Max T Max T - 9 months ago 42
C# Question

get Substring from Document with Regex

I'm not very much in Regex and hope to get some help from you guys:

I've got a String like this:

"... p.msochpdefault
{mso-style-name:msochpdefault;} ..."

Now I don't know, whats before and after this part of the string and I don't know the content between the brackets.

I've tried this, but it does take the last ";}" of the file and does not contain "p.msochpdefault"

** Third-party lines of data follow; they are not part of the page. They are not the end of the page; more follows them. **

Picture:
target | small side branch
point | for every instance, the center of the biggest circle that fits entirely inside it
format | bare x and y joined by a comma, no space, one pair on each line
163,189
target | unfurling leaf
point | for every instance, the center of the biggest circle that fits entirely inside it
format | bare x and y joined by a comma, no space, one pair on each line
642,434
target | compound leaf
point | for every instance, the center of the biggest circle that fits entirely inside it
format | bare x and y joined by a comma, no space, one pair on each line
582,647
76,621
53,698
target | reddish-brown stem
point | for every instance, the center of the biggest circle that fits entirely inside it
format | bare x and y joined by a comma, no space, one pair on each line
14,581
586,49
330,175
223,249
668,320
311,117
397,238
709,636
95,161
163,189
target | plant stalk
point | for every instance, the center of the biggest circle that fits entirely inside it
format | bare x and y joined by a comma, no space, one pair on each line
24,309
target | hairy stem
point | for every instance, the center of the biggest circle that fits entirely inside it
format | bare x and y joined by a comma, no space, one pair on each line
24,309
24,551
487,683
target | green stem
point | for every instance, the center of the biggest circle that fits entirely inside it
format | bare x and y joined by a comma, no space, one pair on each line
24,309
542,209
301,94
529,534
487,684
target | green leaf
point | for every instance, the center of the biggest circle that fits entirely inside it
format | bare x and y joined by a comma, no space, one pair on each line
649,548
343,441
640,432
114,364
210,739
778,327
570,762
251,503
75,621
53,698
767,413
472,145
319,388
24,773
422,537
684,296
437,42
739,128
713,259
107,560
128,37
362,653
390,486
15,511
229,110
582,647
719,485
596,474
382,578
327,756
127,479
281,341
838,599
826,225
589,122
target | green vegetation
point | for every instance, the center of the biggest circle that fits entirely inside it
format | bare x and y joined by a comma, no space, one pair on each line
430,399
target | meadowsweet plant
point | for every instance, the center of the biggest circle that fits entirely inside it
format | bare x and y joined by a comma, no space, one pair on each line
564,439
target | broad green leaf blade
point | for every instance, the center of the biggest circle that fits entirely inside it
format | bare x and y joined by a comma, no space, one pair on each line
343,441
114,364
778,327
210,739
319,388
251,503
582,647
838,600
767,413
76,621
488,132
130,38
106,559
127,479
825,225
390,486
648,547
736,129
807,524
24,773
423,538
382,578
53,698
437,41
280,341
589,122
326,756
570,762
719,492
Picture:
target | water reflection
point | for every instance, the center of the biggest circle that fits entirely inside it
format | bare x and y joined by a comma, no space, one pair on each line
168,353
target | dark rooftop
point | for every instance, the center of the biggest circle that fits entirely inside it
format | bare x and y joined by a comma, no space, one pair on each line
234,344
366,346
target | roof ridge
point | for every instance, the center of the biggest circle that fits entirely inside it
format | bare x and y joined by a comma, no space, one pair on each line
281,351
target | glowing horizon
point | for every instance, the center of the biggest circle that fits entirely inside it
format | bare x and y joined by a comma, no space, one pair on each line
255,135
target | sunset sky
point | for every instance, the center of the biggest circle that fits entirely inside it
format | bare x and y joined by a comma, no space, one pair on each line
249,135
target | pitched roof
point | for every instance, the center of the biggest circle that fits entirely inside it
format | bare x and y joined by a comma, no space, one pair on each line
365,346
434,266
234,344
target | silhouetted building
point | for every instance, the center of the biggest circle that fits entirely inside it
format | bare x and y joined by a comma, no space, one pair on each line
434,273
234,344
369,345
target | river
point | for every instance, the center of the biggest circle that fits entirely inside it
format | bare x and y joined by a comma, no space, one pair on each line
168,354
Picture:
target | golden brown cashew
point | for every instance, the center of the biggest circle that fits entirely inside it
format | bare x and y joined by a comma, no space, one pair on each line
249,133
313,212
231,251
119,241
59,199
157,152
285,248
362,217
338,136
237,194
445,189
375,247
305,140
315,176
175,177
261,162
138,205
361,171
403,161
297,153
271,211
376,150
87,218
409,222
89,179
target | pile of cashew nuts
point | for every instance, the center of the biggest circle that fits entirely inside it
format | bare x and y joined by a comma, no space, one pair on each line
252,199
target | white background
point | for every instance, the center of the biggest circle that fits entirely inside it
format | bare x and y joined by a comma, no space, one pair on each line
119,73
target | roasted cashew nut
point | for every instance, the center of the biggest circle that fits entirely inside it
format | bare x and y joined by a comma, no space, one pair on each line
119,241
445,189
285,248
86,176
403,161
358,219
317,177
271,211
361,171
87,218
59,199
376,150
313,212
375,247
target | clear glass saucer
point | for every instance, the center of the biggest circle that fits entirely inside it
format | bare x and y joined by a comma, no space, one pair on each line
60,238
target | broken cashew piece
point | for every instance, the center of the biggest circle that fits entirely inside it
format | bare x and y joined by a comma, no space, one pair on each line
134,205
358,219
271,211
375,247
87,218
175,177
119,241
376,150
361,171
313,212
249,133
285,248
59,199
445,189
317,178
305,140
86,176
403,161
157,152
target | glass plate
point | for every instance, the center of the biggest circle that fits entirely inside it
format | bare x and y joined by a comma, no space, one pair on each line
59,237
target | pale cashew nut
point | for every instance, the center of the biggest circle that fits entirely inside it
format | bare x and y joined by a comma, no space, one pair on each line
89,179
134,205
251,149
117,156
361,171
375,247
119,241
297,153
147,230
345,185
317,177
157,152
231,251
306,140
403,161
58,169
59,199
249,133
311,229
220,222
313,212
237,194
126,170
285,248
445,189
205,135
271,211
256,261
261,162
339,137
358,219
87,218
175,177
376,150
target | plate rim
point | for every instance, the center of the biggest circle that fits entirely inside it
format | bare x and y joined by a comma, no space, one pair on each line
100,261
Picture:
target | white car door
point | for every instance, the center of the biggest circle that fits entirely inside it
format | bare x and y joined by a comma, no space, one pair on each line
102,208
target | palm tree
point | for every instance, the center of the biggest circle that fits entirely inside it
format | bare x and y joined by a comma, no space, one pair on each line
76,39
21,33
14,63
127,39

string match = Regex.Match(str, @"p.msochpdefault(.+);}", RegexOptions.Singleline).Groups[1].Value;

How can I extract this in the right way?

Answer Source

There are a some issues with your RegEx:


  1. You are searching for p.MsoNormal, not for p.msochpdefault.
  2. You have to escape the dot, otherwise it will match any character (p\.MsoNormal or p\.msochpdefault)
  3. The term .+ requires at least one character to be between p\.MsoNormal and ;}. In your example you have none. So it should be .*
  4. You are using greedy evaluation, which is th reason why you catch the last instance of ;}. You have to use lazy evaluation. That is .+? instead of .+ and .*? instead of .* That will catch the first match, not the last.

I would recomend you check a regex evaluator. There are many (also free ones) online. With such a tool you can try your regex and revise it if it doesn't work.